Thu Oct 7 16:17:12 EDT 2010

Ok, backing off from the real world, here is a totally contrived
example scenario, for illustrative and discussion purposes:

NASA launches on 2000-01-01 the "FOO" instrument.  It captures 1
granule per month of data.  It flies for 1 year, capturing 12
granules.  (I originally had it die here, but for grins, lets say that
today is 2001-01-01, so a month from now, we'll get another granule --
This is an "Open Data Set".)

The processing flow has these ESDTs:

FOOL0 - 1 Month of Level 0 data
FOOCAL - Calibration data produced by the CAL team used to calibrate the 
data
FOOL1B - 1 Month of Level 1 calibrated data
FOOL2 - 1 Month of Level 2 data with some geophysical parameters retrieved.
FOOL3 - 1 year of gridded data.

We have 3 PGEs: FOOL1BP, FOOL2P, FOOL3P.

Our LOCALGRANULEIDs look like this:

<ESDT>.<granulenumber>  for Level 0
<ESDT>.v<collection>    for calibration
and
<ESDT>.v<collection>.<granule number> for the others

We start from these files:

FOOL0.1
FOOL0.2
...
FOOL0.12

FOOCAL.1   (we've only calibrated once)

We run FOOL1BP 12 times, inputting each of the L0 granules + the CAL
and produce these files:

FOOL1B.v1.1
FOOL1B.v1.2
...
FOOL1B.v1.12

Then we run FOOL2P 12 times on each of those, producing these:

FOOL2.v1.1
FOOL2.v1.2
...
FOOL2.v1.12

Finally, we run FOOL3P once, reading each those and producing a single
file:

FOOL3.v1.1

Now the cal guys do their magic and come up with a better FOOCAL.2, so
we do a reprocessing into collection 2, producing 25 more files:

FOOL1B.v2.1
FOOL1B.v2.2
...
FOOL1B.v2.12

FOOL2.v2.1
FOOL2.v2.2
...
FOOL2.v2.12

FOOL3.v2.1

======================================================================

Ok, all of those files go into the archive.

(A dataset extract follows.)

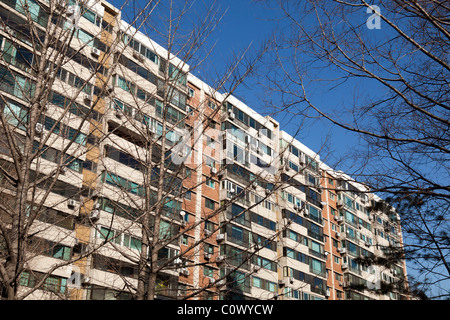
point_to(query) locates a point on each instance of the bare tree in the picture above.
(390, 61)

Now we are looking for some good identifiers.

We're proposing DOI to be used to identify "ESDT+Collection", so lets
assign some:

doi:10.9999/US/FOOL0     => FOOL0
doi:10.9999/US/FOOL1B.v1 => FOOL1B, collection 1
doi:10.9999/US/FOOL1B.v2 => FOOL1B, collection 2
doi:10.9999/US/FOOL2.v1  => FOOL2,  collection 1
doi:10.9999/US/FOOL2.v2  => FOOL2,  collection 2
doi:10.9999/US/FOOL3.v1  => FOOL3,  collection 1
doi:10.9999/US/FOOL3.v2  => FOOL3,  collection 2

Since these are "Open Data Sets", those identifiers aren't sufficient
to determine the precise set of granules used (right now, they map to
12 granules, but next month they will map to 13 granules).

What they are useful for is referring to the general set of granules,
and locating them and even (which not perfect), citing them.

For example, you can put "http://dx.doi.org/10.9999/US/FOOL2.v1" into
your browser and it will take you right to the web page at the archive
with collection level metadata about that ESDT and information on how
to download the data, etc.

If you write a paper using the L2 data, you can add
"doi:10.9999/US/FOOL2.v2" into your data citation and someone else can
follow it later back to that data.

We still have to solve several other problems, but that is a start...

I'll use this example to talk about some of the other use cases later.

Curt